The Noodlehead Makers Tote
Posted on Saturday the 22nd December 2018 by Wanderstitch
Sarah from Wanderstitch here again, and this time I bring you something completely different!
I love the look of some of the Quilting Fabrics that are available, but I'm wary of making clothing with them because I've had some disasters in the past! So recently I've been looking at patterns for bags and accessories and seeing what takes my fancy, to figure out what I could use these lovely quilting fabrics for.
The Noodlehead Makers Tote is quite a popular bag (check out the hashtag on Instagram - there are loads of 'em!), and I chose to make this one to store all my knitting things in which were currently without a home to call their own (and in various states of disarray in the living room). I decided that I would make myself a tote to keep everything nice and tidy.
I was drawn to the Art Gallery Quilting Cotton Packs, because I knew they would be good quality and have modern designs in them. I chose the geometric pack, because I liked the colour scheme better and it didn't have any florals in it! As some of the pieces of the Makers Tote are quite large, I went for the half yard pack (the same prints also come in a fat quarter pack, if you're making smaller things). There's a huge selection of packs, all with different colour schemes, so you're bound to find one that you like. Art Gallery fabrics have an excellent reputation for quality and I wasn't disappointed.
When it arrived, I spent time looking at each print and deciding which ones went best together, and which one I wanted for the main outside of the bag (as this would be the focus). Once this was chosen, I picked everything else out around it - orange for the inside, the whites for the pockets. The pink got chosen for the binding by a process of elimination, as it was the last fabric left! I didn't pre-wash my fabric as the tote bag (hopefully) isn't going to need to go into the washing machine. This meant that I could get sewing straight away - yay! (I *always* pre-wash my dressmaking fabrics though, in case there is any shrinkage).
As well as your fabrics, to make this tote you're going to need a couple of zips (one separating, one non-separating), and some Foam Interfacing.
You use the foam interfacing for the main body of the bag, to give it shape and strength. I've not used this type of interfacing before, but it's simple to use.
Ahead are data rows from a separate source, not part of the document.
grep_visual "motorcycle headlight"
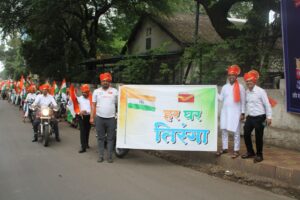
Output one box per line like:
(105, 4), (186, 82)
(42, 109), (49, 116)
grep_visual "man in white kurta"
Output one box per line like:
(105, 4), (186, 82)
(217, 65), (245, 158)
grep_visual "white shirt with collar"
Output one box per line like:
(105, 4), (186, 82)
(33, 94), (57, 106)
(92, 87), (118, 118)
(77, 96), (91, 114)
(246, 85), (272, 119)
(25, 93), (36, 102)
(219, 83), (245, 133)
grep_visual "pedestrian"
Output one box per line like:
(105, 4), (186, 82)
(76, 84), (92, 153)
(216, 65), (245, 158)
(242, 70), (272, 163)
(90, 72), (118, 163)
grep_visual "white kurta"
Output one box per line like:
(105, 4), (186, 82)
(219, 83), (245, 132)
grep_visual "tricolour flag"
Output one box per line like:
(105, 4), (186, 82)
(178, 93), (195, 103)
(127, 91), (155, 111)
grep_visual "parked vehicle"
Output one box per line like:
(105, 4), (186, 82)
(31, 105), (58, 147)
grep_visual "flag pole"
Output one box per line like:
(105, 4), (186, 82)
(124, 88), (128, 144)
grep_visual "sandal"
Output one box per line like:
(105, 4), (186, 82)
(216, 149), (228, 156)
(231, 151), (240, 159)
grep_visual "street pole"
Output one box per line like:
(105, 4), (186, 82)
(183, 0), (202, 84)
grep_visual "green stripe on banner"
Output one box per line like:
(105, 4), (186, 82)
(128, 103), (155, 111)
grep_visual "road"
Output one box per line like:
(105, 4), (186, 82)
(0, 100), (296, 200)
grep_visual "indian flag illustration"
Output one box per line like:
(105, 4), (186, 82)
(126, 91), (155, 112)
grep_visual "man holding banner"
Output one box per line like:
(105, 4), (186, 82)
(217, 65), (245, 158)
(90, 72), (118, 163)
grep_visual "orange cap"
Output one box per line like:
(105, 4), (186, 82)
(40, 83), (50, 90)
(244, 70), (259, 82)
(227, 65), (241, 76)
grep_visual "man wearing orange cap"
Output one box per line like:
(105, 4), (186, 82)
(24, 85), (36, 123)
(32, 83), (60, 142)
(242, 70), (272, 163)
(76, 84), (91, 153)
(217, 65), (245, 158)
(90, 72), (118, 163)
The pattern called for fusible foam interfacing, but I used this non-fusible one instead and it worked fine - I just basted it at the edges rather than fusing it to the fabric (I suspect that basting it was much quicker anyway, and I didn't have to worry that I was going to melt the foam with the iron!)
I used fusible interfacing on the end gussets, and they've gone a little bit wrinkly which is frustrating... either I didn't fuse them properly, or all the folding/creasing/rolling it up to get it through the sewing machine has just peeled the layers apart a bit - I'm not sure. It's not too noticeable though, and I'd consider using a sew-in the next time around.
The construction method is really simple, and I'd say that an experienced beginner could tackle this project. The hardest thing is getting the binding around the bottom corners, so if you've got some experience with using binding then you'll be fine!
The instructions were really clear and easy to follow, and even though it feels like it's going to take you ages to work your way through the whole set of instructions (it's a full booklet!) the tote doesn't actually take *that* long to make. I will definitely make another one -my one is full and in use already and have so many ideas for fabrics to make more! Not sure how many totes I *really* need, though...
Noodlehead do a whole range of other patterns too, go check them out!
I hope you like the tote as much as I do :)
See you next month with another make!